# Schur's inequality

In mathematics, Schur's inequality, named after Issai Schur, establishes that for all non-negative real numbers x, y, z and t,

$x^{t}(x-y)(x-z)+y^{t}(y-z)(y-x)+z^{t}(z-x)(z-y)\geq 0$ with equality if and only if x = y = z or two of them are equal and the other is zero. When t is an even positive integer, the inequality holds for all real numbers x, y and z.

When $t=1$ , the following well-known special case can be derived:

$x^{3}+y^{3}+z^{3}+3xyz\geq xy(x+y)+xz(x+z)+yz(y+z)$ ## Proof

Since the inequality is symmetric in $x,y,z$  we may assume without loss of generality that $x\geq y\geq z$ . Then the inequality

$(x-y)[x^{t}(x-z)-y^{t}(y-z)]+z^{t}(x-z)(y-z)\geq 0$

clearly holds, since every term on the left-hand side of the inequality is non-negative. This rearranges to Schur's inequality.

## Extensions

A generalization of Schur's inequality is the following: Suppose a,b,c are positive real numbers. If the triples (a,b,c) and (x,y,z) are similarly sorted, then the following inequality holds:

$a(x-y)(x-z)+b(y-z)(y-x)+c(z-x)(z-y)\geq 0.$

In 2007, Romanian mathematician Valentin Vornicu showed that a yet further generalized form of Schur's inequality holds:

Consider $a,b,c,x,y,z\in \mathbb {R}$ , where $a\geq b\geq c$ , and either $x\geq y\geq z$  or $z\geq y\geq x$ . Let $k\in \mathbb {Z} ^{+}$ , and let $f:\mathbb {R} \rightarrow \mathbb {R} _{0}^{+}$  be either convex or monotonic.
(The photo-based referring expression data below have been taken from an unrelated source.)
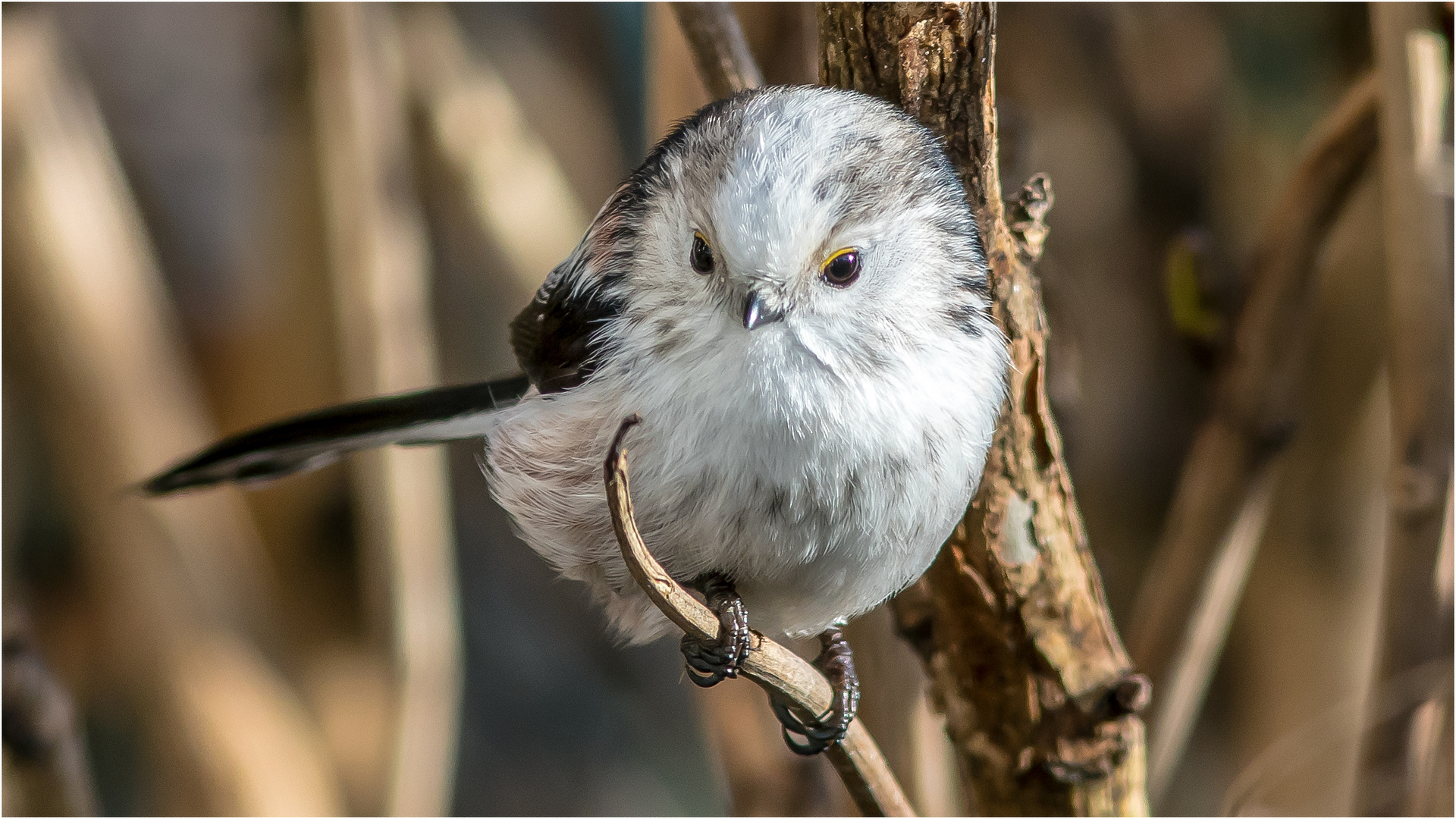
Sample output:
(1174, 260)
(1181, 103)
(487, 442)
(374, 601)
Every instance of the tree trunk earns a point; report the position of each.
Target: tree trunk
(1011, 620)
Then,

${f(x)(a-b)^{k}(a-c)^{k}+f(y)(b-a)^{k}(b-c)^{k}+f(z)(c-a)^{k}(c-b)^{k}\geq 0}.$

The standard form of Schur's is the case of this inequality where x = a, y = b, z = c, k = 1, ƒ(m) = mr.
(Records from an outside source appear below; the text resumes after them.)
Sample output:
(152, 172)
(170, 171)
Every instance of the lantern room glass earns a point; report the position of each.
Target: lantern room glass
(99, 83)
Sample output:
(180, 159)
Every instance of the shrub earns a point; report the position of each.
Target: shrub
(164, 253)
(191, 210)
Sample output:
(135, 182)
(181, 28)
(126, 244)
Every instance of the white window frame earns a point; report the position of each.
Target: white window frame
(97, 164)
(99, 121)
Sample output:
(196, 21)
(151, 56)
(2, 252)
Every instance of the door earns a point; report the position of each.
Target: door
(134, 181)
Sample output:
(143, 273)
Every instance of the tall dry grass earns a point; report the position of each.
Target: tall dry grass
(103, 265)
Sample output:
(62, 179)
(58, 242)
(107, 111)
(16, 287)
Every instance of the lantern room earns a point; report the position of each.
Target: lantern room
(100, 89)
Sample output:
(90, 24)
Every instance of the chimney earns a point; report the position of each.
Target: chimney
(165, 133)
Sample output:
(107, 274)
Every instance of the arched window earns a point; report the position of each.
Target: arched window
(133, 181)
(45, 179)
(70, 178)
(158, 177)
Another possible extension states that if the non-negative real numbers $x\geq y\geq z\geq v$  with and the positive real number t are such that x + v ≥ y + z then

$x^{t}(x-y)(x-z)(x-v)+y^{t}(y-x)(y-z)(y-v)+z^{t}(z-x)(z-y)(z-v)+v^{t}(v-x)(v-y)(v-z)\geq 0.$